The article covers how to protect yourself both on and offline and how you can track your personal information on the Internet. Although I've seen many of these tips before, putting them all in a one-page format makes this article a useful tool. Along with the fifty tips are useful links, which direct the reader to the source material about the particular tip.

The CRM industry has a stake in fighting the battle against scams that are being made easier by technology. Consumer trust is a key factor in any type of business involving customers.
One growing concern that can give the industry a bad rap (even though the legitimate CRM center had nothing to do with it) is a phenomenon called vishing where personal information is stolen by calling people up on the telephone. This type of activity is a growing phenomenon. In most cases, the crooks impersonate a legitimate organization when doing this.

My personal tip on how not to get caught in a vishing expedition is to remember that no reputable organization will ever call (unsolicited by you) and ask for personal or financial information. If this occurs, a red flag should go up in your head and I recommend verifying the number via a known third party source and calling them back. Do not rely on caller ID; spoofing services (which fake caller ID) numbers are available to anyone with the capital to purchase them on the Internet.

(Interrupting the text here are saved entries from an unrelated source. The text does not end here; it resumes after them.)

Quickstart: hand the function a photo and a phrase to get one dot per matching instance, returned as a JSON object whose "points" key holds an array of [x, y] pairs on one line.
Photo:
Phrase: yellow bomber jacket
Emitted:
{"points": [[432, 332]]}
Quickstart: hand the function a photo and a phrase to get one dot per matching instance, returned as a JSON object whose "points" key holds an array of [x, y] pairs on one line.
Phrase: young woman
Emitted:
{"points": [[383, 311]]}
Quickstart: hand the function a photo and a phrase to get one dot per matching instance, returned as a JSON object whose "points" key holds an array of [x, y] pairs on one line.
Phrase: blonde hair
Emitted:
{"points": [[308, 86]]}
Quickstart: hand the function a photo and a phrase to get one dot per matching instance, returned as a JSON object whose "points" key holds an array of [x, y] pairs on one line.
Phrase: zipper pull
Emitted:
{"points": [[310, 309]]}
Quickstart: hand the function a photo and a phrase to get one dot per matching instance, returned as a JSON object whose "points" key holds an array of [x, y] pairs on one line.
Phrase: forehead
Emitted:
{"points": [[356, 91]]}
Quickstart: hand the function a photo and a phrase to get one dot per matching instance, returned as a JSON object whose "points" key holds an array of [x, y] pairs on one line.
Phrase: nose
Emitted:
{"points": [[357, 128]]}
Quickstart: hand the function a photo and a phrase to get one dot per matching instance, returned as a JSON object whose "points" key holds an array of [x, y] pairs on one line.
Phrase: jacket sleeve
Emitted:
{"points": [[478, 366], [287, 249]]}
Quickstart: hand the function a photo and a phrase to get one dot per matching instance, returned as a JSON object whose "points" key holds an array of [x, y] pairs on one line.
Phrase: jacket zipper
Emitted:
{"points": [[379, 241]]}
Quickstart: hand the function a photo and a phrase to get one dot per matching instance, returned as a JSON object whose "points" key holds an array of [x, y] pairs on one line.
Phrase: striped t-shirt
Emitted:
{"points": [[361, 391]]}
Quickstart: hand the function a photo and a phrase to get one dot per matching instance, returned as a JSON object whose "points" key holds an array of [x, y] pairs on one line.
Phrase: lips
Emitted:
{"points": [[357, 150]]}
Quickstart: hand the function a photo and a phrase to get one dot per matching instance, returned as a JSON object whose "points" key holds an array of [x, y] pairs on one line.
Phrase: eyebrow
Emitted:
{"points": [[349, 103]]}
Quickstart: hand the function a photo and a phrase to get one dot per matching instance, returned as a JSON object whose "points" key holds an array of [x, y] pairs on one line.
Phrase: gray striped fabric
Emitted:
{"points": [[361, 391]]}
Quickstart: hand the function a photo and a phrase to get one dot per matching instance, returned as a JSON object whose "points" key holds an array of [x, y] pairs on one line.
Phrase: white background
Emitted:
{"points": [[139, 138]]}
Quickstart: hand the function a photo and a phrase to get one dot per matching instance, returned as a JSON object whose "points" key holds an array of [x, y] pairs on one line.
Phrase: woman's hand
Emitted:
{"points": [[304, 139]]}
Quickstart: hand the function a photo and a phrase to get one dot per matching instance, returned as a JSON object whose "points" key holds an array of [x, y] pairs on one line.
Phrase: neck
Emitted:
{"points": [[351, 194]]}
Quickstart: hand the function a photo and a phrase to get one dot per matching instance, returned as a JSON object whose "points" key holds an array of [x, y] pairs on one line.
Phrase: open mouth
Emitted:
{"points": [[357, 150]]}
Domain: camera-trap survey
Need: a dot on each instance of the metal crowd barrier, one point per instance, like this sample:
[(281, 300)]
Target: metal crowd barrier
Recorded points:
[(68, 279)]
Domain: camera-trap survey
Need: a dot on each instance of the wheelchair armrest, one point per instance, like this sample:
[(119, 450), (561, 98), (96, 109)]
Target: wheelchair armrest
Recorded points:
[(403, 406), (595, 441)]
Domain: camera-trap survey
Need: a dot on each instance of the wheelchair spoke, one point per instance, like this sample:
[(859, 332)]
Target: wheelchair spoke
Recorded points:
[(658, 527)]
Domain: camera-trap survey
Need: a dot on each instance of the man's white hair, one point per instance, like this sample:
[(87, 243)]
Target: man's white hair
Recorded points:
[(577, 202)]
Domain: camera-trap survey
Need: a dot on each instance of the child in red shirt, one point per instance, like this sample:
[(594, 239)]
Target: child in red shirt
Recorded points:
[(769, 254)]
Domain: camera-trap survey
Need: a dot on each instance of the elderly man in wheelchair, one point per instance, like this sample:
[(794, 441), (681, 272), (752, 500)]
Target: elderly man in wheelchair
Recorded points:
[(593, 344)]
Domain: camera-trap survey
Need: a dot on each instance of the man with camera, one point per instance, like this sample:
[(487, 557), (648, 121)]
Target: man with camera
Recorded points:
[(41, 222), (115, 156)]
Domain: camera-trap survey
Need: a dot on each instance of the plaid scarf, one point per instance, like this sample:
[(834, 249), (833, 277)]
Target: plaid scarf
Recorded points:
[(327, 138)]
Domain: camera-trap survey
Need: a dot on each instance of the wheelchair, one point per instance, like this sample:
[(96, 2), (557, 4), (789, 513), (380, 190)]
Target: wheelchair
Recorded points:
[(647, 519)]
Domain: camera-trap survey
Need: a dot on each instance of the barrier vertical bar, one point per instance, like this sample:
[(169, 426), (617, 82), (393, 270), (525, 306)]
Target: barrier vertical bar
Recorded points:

The article lists some useful tips when dealing with VoIP (Voice over Internet Protocol) technology, which many believe is the cause in the recent surge of vishing activity. The reason for this is that it has made calling long distance cheap and vishing scams now come from all over the world, making them hard to investigate or trace.

Additionally, CRM centers often deal in personal and financial information. One of the biggest consumer trust issues that faces the industry is when information is breached from within a CRM center. Recent reports of information being stolen at CRM centers have made internal security at CRM centers a priority.

Please note that CRM centers are not the only places personal and financial information are compromised. This is becoming a sad reality and any business that deals in "information" needs to be aware of the potential risks of having this valuable commodity stolen from under their noses.

Most technology scams involve healthy does of social engineering (human trickery) to make them work. Education is the best defense against social engineering and InsideCRM has provided all of us with a valuable tool to do this with!